Ourvoice.or.id. Awal pekan ini Menteri Dalam Negeri Maroko, Mustapha Ramid, sudah mengumumkan akan mengubah kitab undang-undang hukum pidana, KUHP, untuk mencabut pasal yang sesuai dengan tradisi itu.
Salah satu paragraf dalam Pasal 475 memungkinkan mereka yang tebukti bersalah dalam kasus ‘penyalahgunaan’ atau ‘penculikan’ anak perempuan bebas, jika mereka menikahi korban.
Praktek tersebut mendapat dukungan dari para hakim untuk menghindari rasa malu keluarga korban.
Bagaimanapun rencana itu dianggap masih belum cukup karena dianggap belum menghapuskan diskriminasi atas perempuan.
“Perubahan pasal merupakan hal yang baik namun tidak memenuhi semua tuntutan kami,” tutur Presiden Asosiasi Hak Asasi Maroko, Khadija Ryadi, kepada kantor berita AP.
“KUHP harus direformasi secara total karena berisi banyak aturan yang diskriminatif terhadap perempuan dan tidak melindungi perempuan dari kekerasan.”
Kasus Amina Filali
Rencana perubahan ini diumumkan setahun lebih setelah seorang anak perempuan berusia 16 tahun, Amina Filali, bunuh diri karena dipaksa pengadilan menikah dengan pria pemerkosanya.

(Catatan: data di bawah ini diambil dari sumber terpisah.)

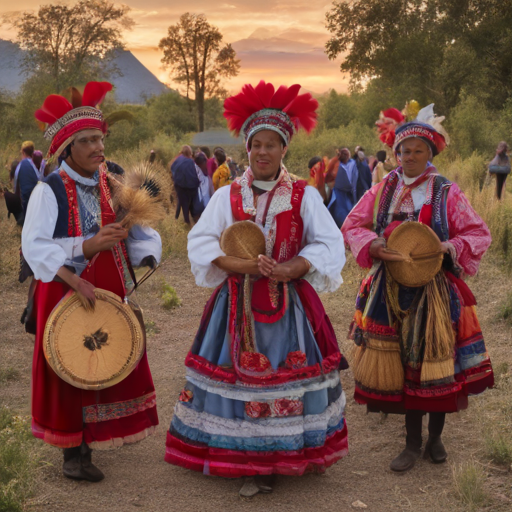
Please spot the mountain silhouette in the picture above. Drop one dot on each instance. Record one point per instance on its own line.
(134, 85)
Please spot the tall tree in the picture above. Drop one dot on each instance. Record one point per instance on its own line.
(193, 51)
(428, 49)
(71, 43)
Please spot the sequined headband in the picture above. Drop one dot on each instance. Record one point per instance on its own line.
(269, 119)
(77, 114)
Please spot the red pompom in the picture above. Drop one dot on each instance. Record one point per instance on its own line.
(300, 108)
(395, 114)
(56, 106)
(94, 93)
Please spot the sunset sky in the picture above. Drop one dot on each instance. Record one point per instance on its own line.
(281, 42)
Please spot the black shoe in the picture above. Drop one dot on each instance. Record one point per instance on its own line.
(406, 460)
(78, 465)
(435, 450)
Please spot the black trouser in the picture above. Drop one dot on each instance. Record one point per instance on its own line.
(188, 201)
(413, 425)
(500, 183)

Saat itu pria pemerkosanya memanfaatkan pasal 475 tersebut untuk bisa bebas dari hukuman.
Namun Filali memutuskan bunuh diri dengan memakan racun tikus pada pertengahan Maret 2012.
Kasusnya memicu Klikunjuk rasa kelompok perempuan yang menentang undang-undang tersebut.
Tradisi mengawini korban pemerkosaan banyak ditemukan di kawasan Timur Tengah maupun di India dan Afghanistan karena kehilangan keperawanan di luar pernikahan merupakan aib besar bagi keluarga maupun suku.